И. Е. Вольперт признает и существование определенной связи между сновидениями и развитием сознания, формулируя, однако, точку зрения, которая резко отличается от охарактеризованного выше подхода, базирующегося на теории «допонятийного» мышления. Согласно этому подходу, на структуру сновидений влияют тенденции к мышлению в «комплексах», к синкретическим сближениям, преобладающие в ранних фазах онтогенеза. По И. Е. Вольперту, мы должны считаться с обратными отношениями: с влиянием сновидений на формирование мышления, находящегося на низком уровне развития. Сновидения, по мнению И. Е. Вольперта, это «остаток далекого филогенетического прошлого человека, когда неполный, частичный сон был преобладающим видом сна. Сновидение играло тогда определенную роль как импульс к физиологической мобилизации организма в условиях внезапно возникшей во время сна опасности и как примитивная непроизвольная форма воспроизведения и закрепления опыта повседневной жизни» [24, стр. 159]. И. Е. Вольперт излагает эту своеобразную концепцию, к сожалению, в очень сжатых формулировках, не позволяющих получить достаточно ясное представление о ней.

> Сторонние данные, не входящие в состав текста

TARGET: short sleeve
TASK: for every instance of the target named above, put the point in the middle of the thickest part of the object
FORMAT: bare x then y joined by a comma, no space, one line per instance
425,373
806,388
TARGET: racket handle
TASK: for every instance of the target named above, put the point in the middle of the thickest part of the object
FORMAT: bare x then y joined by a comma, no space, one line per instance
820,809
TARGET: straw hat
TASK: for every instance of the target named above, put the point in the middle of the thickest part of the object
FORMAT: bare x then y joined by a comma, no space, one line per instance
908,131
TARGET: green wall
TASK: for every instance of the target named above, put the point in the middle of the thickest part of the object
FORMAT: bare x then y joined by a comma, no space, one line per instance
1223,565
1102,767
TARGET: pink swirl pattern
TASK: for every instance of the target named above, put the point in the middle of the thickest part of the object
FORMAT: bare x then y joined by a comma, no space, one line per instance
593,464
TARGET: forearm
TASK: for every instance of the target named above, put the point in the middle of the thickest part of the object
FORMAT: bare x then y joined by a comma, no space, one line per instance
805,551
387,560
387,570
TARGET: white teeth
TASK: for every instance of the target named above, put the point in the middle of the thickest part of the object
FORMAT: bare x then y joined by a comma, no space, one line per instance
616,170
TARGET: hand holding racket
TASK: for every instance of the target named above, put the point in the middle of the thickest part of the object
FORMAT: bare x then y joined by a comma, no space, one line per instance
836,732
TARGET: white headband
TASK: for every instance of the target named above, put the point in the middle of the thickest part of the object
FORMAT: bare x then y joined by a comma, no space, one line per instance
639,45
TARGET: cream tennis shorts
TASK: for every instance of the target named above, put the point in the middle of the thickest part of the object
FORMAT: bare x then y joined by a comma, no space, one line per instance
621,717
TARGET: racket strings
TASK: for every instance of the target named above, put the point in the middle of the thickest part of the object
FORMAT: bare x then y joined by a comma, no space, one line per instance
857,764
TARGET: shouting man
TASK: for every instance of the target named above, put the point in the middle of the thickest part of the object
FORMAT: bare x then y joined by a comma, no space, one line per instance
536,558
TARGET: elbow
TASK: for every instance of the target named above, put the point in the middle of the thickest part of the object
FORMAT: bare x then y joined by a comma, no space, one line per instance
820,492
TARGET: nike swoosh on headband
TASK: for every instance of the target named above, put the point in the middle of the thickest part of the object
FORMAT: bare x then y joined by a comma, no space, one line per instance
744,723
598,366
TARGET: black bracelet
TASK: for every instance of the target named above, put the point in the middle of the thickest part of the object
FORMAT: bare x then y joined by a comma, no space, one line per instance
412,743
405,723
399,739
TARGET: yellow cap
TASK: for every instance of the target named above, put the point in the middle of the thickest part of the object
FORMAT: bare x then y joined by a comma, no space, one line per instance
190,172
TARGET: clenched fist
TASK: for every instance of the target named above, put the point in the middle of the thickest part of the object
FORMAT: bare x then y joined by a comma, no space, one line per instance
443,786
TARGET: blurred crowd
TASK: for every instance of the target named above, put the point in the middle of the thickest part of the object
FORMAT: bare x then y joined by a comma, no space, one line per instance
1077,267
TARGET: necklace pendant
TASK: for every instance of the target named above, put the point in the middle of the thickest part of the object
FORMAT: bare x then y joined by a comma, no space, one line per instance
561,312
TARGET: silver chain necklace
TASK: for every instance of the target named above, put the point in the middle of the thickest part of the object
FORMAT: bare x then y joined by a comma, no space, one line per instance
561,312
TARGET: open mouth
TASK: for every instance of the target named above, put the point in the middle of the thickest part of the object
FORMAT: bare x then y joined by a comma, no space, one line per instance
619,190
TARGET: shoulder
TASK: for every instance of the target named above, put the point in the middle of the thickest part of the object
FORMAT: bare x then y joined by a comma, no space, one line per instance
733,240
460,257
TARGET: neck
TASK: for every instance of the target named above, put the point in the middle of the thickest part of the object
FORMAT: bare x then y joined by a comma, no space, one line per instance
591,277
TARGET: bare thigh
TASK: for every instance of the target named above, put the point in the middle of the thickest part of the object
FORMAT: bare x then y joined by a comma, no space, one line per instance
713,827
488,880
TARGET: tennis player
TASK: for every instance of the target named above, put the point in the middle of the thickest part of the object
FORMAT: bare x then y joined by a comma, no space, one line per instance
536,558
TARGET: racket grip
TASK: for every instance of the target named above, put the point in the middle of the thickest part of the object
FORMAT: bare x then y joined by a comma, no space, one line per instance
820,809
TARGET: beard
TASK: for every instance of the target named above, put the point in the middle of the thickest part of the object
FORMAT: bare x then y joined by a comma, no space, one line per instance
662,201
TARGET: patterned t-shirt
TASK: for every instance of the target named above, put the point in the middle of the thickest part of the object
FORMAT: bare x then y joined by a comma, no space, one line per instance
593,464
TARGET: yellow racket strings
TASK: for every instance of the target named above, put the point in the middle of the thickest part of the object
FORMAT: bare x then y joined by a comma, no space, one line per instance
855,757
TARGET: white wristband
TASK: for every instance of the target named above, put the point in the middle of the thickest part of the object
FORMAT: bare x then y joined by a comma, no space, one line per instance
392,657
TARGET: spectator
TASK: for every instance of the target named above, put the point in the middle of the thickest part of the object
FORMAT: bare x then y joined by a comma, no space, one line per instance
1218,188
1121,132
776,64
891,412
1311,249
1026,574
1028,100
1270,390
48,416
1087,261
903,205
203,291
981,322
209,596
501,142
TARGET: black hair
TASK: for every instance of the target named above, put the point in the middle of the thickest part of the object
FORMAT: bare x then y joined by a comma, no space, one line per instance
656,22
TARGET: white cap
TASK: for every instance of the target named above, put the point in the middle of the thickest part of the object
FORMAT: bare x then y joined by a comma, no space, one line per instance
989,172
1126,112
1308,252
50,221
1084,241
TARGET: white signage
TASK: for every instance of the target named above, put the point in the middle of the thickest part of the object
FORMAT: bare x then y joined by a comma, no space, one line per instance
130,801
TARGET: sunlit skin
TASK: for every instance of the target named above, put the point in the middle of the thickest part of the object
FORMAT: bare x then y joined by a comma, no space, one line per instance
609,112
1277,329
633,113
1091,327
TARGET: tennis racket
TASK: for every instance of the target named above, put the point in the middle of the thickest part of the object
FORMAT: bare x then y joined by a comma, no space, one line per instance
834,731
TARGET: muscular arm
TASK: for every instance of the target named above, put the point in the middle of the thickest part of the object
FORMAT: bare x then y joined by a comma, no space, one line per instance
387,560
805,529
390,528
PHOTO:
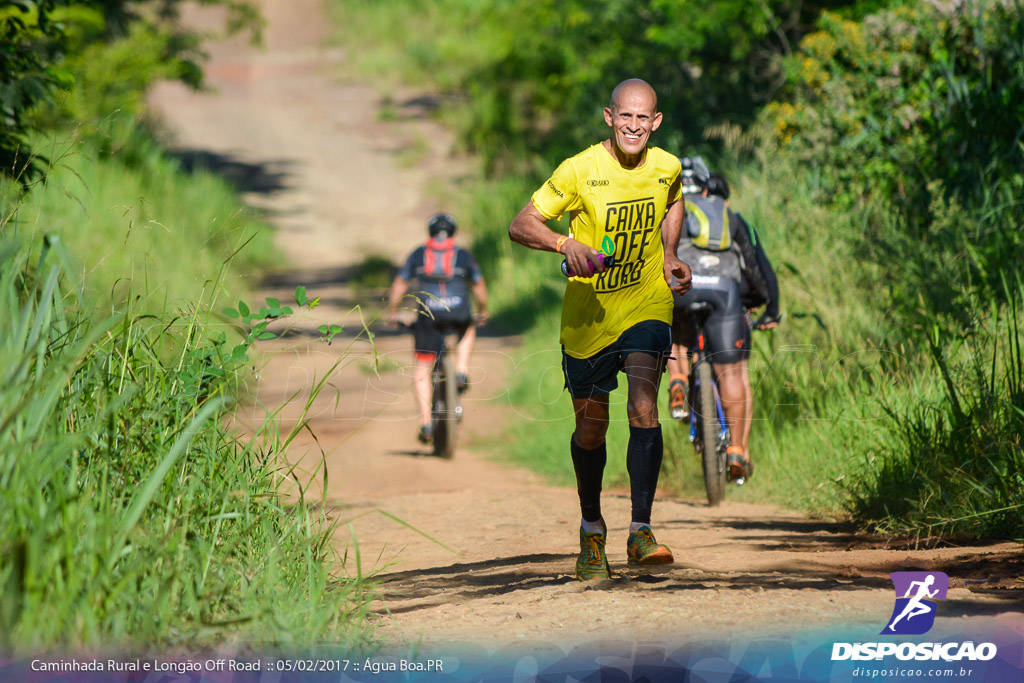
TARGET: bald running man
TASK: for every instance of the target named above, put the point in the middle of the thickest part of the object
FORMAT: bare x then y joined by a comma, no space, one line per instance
624,199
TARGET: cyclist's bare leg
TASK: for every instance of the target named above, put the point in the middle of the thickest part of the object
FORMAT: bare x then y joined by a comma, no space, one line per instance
678,364
730,388
421,386
464,350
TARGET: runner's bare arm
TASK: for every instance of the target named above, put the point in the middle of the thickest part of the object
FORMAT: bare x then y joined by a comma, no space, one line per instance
675,270
529,229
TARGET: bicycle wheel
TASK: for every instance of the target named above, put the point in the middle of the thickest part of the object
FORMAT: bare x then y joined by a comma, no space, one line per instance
714,464
445,418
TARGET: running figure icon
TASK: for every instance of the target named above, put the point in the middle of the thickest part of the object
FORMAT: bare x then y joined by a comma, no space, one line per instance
916,595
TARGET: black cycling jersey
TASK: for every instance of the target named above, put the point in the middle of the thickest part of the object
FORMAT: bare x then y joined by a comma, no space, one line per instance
442,299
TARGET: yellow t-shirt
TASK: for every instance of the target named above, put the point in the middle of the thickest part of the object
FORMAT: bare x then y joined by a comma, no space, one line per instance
617,211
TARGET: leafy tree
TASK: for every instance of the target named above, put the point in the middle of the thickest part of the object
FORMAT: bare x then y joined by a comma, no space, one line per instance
91,57
29,45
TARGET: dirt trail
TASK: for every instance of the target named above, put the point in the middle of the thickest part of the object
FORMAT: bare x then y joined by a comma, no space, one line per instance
312,153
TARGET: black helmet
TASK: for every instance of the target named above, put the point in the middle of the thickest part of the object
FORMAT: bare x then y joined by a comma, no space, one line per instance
694,174
718,186
441,222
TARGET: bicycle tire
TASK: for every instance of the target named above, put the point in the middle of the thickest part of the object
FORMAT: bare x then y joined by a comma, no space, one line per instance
445,417
713,463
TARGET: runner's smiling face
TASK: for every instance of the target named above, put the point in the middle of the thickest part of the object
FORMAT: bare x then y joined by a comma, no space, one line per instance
633,119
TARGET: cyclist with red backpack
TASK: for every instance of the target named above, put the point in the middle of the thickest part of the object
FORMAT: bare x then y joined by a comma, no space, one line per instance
444,276
731,273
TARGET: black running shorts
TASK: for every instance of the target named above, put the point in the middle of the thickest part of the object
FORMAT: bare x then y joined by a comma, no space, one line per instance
598,375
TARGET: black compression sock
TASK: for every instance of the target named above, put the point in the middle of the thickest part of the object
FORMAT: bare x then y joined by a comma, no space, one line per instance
643,462
589,466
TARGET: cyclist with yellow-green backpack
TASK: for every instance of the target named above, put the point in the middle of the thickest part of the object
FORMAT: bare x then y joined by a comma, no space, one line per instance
729,274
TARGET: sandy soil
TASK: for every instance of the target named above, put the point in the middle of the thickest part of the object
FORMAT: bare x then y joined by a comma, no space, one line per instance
311,152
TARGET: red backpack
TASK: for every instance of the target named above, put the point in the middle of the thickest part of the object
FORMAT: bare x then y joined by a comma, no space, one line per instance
438,259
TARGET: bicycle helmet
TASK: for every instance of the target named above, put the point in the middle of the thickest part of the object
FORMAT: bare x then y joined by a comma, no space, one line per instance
718,186
441,222
694,174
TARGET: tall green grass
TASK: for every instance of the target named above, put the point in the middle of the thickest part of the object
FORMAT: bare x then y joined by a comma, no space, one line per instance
128,515
134,221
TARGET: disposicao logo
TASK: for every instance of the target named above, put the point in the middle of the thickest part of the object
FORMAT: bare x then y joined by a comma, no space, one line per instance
916,593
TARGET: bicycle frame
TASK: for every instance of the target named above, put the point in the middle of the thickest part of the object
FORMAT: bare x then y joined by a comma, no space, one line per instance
445,407
695,387
709,429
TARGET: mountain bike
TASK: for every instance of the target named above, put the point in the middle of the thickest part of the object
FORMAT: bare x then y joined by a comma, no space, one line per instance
709,430
445,401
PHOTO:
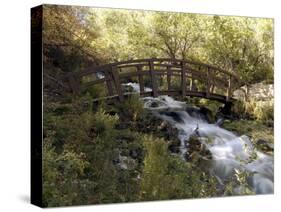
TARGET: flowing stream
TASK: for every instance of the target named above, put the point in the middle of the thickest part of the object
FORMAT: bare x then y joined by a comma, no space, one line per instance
229,152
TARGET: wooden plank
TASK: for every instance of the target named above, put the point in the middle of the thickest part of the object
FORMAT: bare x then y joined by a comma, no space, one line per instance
153,79
108,82
140,74
208,82
229,89
191,85
74,83
183,79
169,74
117,83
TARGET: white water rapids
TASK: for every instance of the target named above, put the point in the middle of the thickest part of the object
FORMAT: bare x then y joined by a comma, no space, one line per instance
229,151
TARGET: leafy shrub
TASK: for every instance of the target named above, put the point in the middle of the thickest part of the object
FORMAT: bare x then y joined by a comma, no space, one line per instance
132,107
166,176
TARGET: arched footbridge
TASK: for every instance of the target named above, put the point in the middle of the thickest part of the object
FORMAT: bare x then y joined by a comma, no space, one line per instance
157,76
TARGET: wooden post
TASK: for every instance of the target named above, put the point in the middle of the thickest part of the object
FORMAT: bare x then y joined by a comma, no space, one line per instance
108,83
74,83
169,73
117,83
183,79
153,79
191,86
141,83
208,83
229,89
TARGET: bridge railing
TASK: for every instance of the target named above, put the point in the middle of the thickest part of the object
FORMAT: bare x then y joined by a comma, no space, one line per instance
196,79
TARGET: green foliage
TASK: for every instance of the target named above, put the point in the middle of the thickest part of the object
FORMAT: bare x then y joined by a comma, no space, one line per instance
132,108
259,110
62,177
255,129
169,177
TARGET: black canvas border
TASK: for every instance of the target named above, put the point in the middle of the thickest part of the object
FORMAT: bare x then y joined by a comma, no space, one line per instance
36,105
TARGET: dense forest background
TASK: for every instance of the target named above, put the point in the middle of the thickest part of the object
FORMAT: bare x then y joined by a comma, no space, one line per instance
83,144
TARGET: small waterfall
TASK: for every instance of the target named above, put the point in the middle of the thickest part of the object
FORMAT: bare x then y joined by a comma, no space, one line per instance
229,151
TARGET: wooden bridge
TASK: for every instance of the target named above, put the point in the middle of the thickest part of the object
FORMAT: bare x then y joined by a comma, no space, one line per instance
162,75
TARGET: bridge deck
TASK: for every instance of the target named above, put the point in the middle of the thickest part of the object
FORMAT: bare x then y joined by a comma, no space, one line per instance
181,77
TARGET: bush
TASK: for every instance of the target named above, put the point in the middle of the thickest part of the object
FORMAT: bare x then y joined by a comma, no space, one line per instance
170,177
132,107
258,110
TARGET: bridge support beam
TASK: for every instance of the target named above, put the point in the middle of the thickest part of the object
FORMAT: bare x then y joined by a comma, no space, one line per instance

Подытоживая, можно сказать следующее. Данные, которыми мы располагаем о зависимости сновидно измененного сознания от осознаваемых и неосознаваемых установок, от доминант, «опускающихся в скрытое состояние» (А. А. Ухтомский), о возможности рассматривать символику сновидений как выражение особого характера смысловых связей, преобладающих на ранних этапах онтогенеза, имеют разнообразный и важный характер. Однако они являются все же скорее лишь гипотезами, материалом для будущей развернутой концепции генеза и роли сновидений, чем законченными теориями. Для создания подобных теорий мы только в последние годы стали получать необходимые логические и экспериментальные предпосылки.